だって、バジ先生がかわいいって言う相手はフェイさんだけだから。
「……フェイさんは口なんて悪くないけどなぁ」
それどころか指先まで優雅で、まるっきりどこかの王子様のようだ。
「猫をかぶっているだけだ。ジアードの領外では柄の悪い賞金稼ぎのようだと聞いたぞ」
噂の出どころは王様だ。
お忍びで珍しい妖魔の採集に行った帰りにたまたま出くわした流れ者同士の決闘。
王様はわくわくしながら野次馬に紛れていたんだけど、よく見たら流れ者の片方がフェイさんだったらしい。
お城に戻ってすぐ、ものすごい大ニュースのように笑って話したのだという。
もちろんフェイさんが勝ち、相手から「お詫び」として所持金全部を受け取った、というのがその時の顛末だ。
「『受け取った』んじゃない。『巻き上げた』んだ」
「ふうん」
ガラの悪い賞金稼ぎがどんな感じなのか僕には見当もつかなかったけど、どんな格好をしていたとしてもフェイさんはフェイさんなんだからそんなにひどくはないはずだ。
「だって、僕にはやさしいよ」
あらためて思い返すとフェイさんにはいつも助けられてる気がする。
怖くて立てなくなったときも運んでもらったし、シィの家庭教師の人に怒られたときもかばってもらった。
「あいつは光るものが好きだからな」
「僕、光ってる?」
「頭と中が」
頭っていうのは髪の毛のことだろうけど、「中」ってなんだろう。
聞こうとしたけど、イリスさんはまたじゃぶんと沈んでしまった。
さっきみたいに深いところまでは行かなかったけど、水面でも底でもないところに上手に仰向けになっている。

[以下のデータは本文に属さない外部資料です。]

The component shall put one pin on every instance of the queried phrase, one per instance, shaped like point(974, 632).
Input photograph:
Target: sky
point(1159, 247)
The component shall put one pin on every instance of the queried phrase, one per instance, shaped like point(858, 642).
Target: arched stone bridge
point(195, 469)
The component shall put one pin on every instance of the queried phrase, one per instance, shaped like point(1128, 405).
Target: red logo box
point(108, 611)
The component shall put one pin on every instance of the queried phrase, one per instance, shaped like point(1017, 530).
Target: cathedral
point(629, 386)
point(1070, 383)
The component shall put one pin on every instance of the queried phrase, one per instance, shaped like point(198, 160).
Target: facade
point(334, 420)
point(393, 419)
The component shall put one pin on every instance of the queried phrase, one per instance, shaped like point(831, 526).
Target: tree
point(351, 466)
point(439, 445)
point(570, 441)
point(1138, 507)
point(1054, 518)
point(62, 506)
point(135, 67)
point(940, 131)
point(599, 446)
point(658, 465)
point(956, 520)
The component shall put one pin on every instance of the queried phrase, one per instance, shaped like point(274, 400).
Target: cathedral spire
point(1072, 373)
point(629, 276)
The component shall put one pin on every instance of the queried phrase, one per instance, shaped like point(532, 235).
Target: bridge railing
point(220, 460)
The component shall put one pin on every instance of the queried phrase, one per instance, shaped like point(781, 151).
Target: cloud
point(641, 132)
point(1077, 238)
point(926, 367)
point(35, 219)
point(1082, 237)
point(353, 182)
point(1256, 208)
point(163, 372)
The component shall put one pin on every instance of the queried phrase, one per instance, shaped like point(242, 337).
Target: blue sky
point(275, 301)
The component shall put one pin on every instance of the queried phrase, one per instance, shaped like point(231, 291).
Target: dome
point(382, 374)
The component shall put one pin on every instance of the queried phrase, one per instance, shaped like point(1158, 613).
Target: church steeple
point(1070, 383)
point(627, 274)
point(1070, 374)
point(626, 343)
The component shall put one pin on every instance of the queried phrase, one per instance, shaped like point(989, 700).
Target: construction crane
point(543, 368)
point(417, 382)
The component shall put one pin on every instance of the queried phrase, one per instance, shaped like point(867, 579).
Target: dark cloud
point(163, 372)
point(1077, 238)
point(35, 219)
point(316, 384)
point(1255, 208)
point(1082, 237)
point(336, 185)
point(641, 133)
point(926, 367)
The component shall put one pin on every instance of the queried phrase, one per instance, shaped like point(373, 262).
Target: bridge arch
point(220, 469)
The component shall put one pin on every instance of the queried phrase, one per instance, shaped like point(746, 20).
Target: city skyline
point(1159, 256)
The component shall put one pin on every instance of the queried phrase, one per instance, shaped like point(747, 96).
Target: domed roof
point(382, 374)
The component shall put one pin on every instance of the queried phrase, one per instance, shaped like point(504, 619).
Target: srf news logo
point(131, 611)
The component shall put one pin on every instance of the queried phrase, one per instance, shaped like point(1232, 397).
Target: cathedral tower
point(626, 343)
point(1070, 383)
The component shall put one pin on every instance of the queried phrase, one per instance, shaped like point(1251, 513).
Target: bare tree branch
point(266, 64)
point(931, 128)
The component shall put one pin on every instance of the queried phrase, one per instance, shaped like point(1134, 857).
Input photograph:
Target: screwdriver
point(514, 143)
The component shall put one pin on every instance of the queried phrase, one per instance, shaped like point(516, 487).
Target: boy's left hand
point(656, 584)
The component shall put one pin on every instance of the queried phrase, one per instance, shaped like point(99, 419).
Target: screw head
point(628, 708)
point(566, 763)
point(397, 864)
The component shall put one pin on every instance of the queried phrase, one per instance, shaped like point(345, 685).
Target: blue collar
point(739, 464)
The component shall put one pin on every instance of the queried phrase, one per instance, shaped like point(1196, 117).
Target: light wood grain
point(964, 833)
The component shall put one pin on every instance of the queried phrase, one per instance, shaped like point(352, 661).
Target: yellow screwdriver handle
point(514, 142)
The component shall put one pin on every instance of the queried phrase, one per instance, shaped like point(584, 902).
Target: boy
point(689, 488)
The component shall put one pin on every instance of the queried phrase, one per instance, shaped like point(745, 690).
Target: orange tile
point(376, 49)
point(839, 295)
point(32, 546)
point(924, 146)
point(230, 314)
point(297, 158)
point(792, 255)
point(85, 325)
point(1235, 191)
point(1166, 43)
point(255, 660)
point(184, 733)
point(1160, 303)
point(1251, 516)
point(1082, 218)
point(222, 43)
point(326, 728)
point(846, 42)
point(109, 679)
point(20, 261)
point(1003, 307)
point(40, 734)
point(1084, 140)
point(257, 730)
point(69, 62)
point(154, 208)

どうして真ん中で止まれるのかすごく不思議だったけど、また「当たり前だ」って言われる気がしたので聞かなかった。
「沈んでたら元気になるのかなぁ」
少し経つとまた浮いてきて、しばらくするとまた沈む。
何度かそんなことをしているうちに、イリスさんはだんだんあざやかな色になっていた。
透き通った淡い青色の髪が水に揺れる。
銀色の目が空を見上げる。
ふんわりした肌色の指先がときどき水面から出て蝶をとまらせる。
びっくりすることが多すぎて、呼吸を忘れる余裕はなかったけど。
王様が言ってたとおり、全部がとてもきれいだった。